Ubiquitination can be divided into monoubiquitination and polyubiquitination, where polyubiquitination regulates protein stability, while monubiquitination is involved in protein localization, protein–protein interaction, and enzyme activity [1]. Protein degradation after ubiquitination is one of the most important protein degradation pathways in eukaryote. Ubiquitination and deubiquitination are reversible and mutually antagonizing processes, and their balance determines the homeostasis of proteins in cells. The degradation of proteins by ubiquitination requires the ubiquitin–proteasome system (UPS), which are protein complexes of ten to twenty subunits found in the cytoplasm and nucleus. The 26s proteasome is ubiquitous in eukaryotic cells. Its composition could be divided into two parts, one is the 20s proteasome, which is the core component, and the other is two 19s proteasomes, which play a regulatory role. Most of the proteins in the cell are degraded by the 26s proteasome. The ubiquitination and degradation of the target protein are completed through several consecutive processes. First, when ATP supplies energy, ubiquitin-activating enzyme E1 activates ubiquitin molecules. Then, ubiquitin-activating enzyme E1 transfers activated ubiquitin molecules to ubiquitin conjugating enzyme E2. After this, ubiquitin ligase E3 connects E2-bound ubiquitin to the target protein. In the end, the 26s proteasome specifically recognizes this substrate protein labeled with ubiquitin and degrades it [2, 3].

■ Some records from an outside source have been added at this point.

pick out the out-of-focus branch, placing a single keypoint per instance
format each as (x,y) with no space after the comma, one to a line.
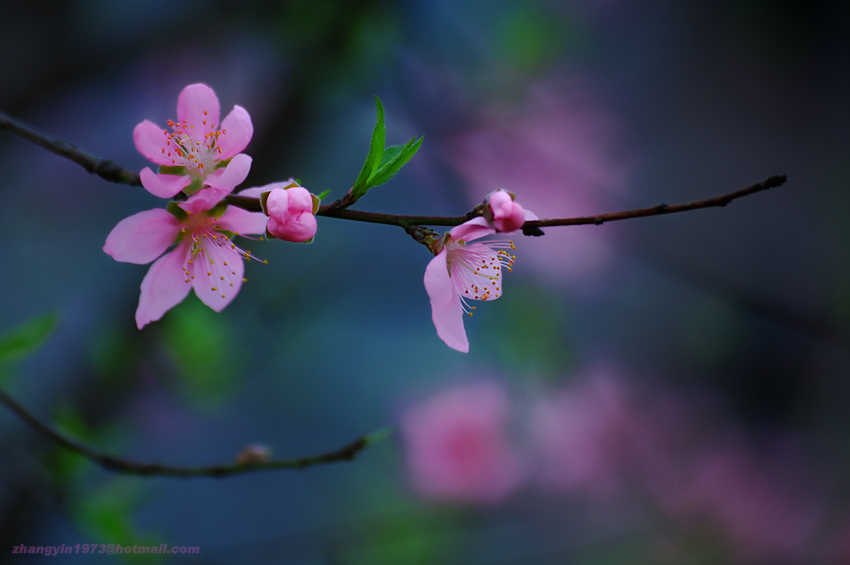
(103,168)
(127,467)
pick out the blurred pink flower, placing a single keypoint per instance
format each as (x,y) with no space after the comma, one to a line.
(291,209)
(204,259)
(199,151)
(457,445)
(578,434)
(459,271)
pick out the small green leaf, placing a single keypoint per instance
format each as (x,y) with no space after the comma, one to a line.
(27,337)
(391,167)
(376,152)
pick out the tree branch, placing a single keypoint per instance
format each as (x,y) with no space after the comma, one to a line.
(103,168)
(723,200)
(110,171)
(127,467)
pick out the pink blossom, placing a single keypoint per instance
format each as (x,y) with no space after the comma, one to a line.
(505,214)
(457,447)
(460,271)
(204,259)
(291,210)
(197,150)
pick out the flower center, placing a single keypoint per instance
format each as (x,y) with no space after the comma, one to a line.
(212,254)
(476,269)
(194,146)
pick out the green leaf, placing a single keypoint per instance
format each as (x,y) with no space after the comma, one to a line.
(376,152)
(392,166)
(27,337)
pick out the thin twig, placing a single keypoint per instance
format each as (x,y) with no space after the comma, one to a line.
(127,467)
(110,171)
(771,182)
(103,168)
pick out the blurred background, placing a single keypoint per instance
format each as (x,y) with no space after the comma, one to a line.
(671,389)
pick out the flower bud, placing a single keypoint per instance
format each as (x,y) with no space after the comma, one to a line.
(291,213)
(503,213)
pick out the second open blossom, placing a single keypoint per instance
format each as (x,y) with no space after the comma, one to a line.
(463,271)
(197,150)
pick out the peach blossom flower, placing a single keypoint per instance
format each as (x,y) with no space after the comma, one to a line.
(197,150)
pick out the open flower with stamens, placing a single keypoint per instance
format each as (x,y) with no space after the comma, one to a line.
(196,151)
(463,271)
(204,258)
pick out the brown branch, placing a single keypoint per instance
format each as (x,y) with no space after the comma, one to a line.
(771,182)
(110,171)
(103,168)
(127,467)
(529,228)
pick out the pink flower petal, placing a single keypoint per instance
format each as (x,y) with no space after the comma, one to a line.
(142,237)
(232,175)
(256,191)
(236,132)
(242,221)
(218,273)
(446,309)
(473,229)
(196,103)
(162,185)
(164,286)
(151,141)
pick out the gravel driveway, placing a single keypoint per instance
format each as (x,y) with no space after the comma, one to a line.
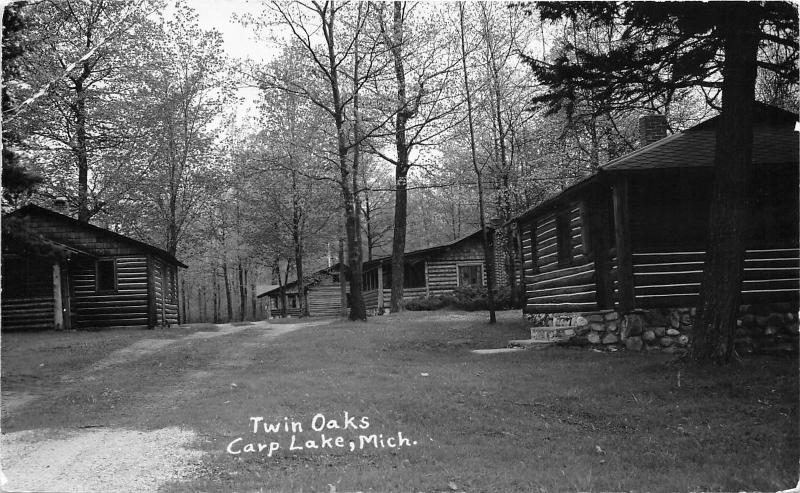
(109,459)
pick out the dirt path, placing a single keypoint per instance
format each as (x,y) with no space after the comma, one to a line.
(111,459)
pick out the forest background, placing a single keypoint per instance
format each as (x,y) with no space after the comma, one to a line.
(353,128)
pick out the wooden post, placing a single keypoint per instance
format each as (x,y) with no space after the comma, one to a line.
(342,278)
(380,289)
(58,307)
(624,253)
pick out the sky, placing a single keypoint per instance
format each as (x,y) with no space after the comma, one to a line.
(239,41)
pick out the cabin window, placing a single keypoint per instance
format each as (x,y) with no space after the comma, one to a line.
(564,240)
(470,275)
(26,278)
(106,275)
(414,275)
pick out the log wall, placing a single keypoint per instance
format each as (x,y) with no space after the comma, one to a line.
(27,301)
(669,279)
(551,287)
(325,299)
(127,307)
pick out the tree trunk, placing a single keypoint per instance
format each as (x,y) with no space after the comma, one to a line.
(81,153)
(256,315)
(342,278)
(399,241)
(720,291)
(487,251)
(396,42)
(215,308)
(348,173)
(242,292)
(228,296)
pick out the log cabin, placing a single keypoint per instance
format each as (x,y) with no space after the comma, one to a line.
(322,290)
(61,273)
(430,271)
(631,236)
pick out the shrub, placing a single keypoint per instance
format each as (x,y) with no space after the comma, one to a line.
(425,304)
(468,298)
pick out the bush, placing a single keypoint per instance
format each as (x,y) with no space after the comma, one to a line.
(425,304)
(468,298)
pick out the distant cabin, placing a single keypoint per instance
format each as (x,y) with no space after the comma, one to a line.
(61,273)
(632,235)
(431,271)
(323,293)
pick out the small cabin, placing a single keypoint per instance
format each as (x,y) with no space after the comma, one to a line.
(61,273)
(322,291)
(632,235)
(431,271)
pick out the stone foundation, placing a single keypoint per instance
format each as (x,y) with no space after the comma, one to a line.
(760,328)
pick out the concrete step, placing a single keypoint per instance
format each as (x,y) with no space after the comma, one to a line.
(530,344)
(498,350)
(555,333)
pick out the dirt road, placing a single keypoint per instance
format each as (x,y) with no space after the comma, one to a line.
(112,459)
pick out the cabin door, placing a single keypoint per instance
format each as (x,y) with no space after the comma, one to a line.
(66,297)
(161,318)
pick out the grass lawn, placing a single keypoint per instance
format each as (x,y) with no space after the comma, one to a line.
(551,420)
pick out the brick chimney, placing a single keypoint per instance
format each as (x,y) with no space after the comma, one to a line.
(61,206)
(652,128)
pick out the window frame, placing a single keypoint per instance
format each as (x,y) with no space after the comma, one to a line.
(114,271)
(564,244)
(459,266)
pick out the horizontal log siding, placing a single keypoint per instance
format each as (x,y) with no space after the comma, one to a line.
(97,242)
(170,289)
(125,307)
(673,278)
(324,300)
(28,313)
(370,299)
(553,288)
(291,312)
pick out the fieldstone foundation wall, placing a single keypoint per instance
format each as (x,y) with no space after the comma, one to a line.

After protein is ubiquitinated, DUBs can reverse the process of ubiquitination by removing ubiquitin moieties from the targeted protein [4]. So far, scientists have found nearly 100 DUBs in humans, which are divided into six families. They are the ubiquitin-specific proteases (USPs), ubiquitin C-terminal hydrolases (UCHs), ovarian tumor proteases (OTUs), Machado–Joseph disease protein domain proteases (MJDs), JAMM/MPN domain-associated metallopeptidases (JAMMs) [4], and monocyte chemotactic protein-induced proteases (MCPIPs) [5]. Among the six families of DUBs, the USP family has the most members, and each of them has a variety of biological functions. In this review, we mainly describe the biological functions and behaviors of USP11, as well as its role in different cancers.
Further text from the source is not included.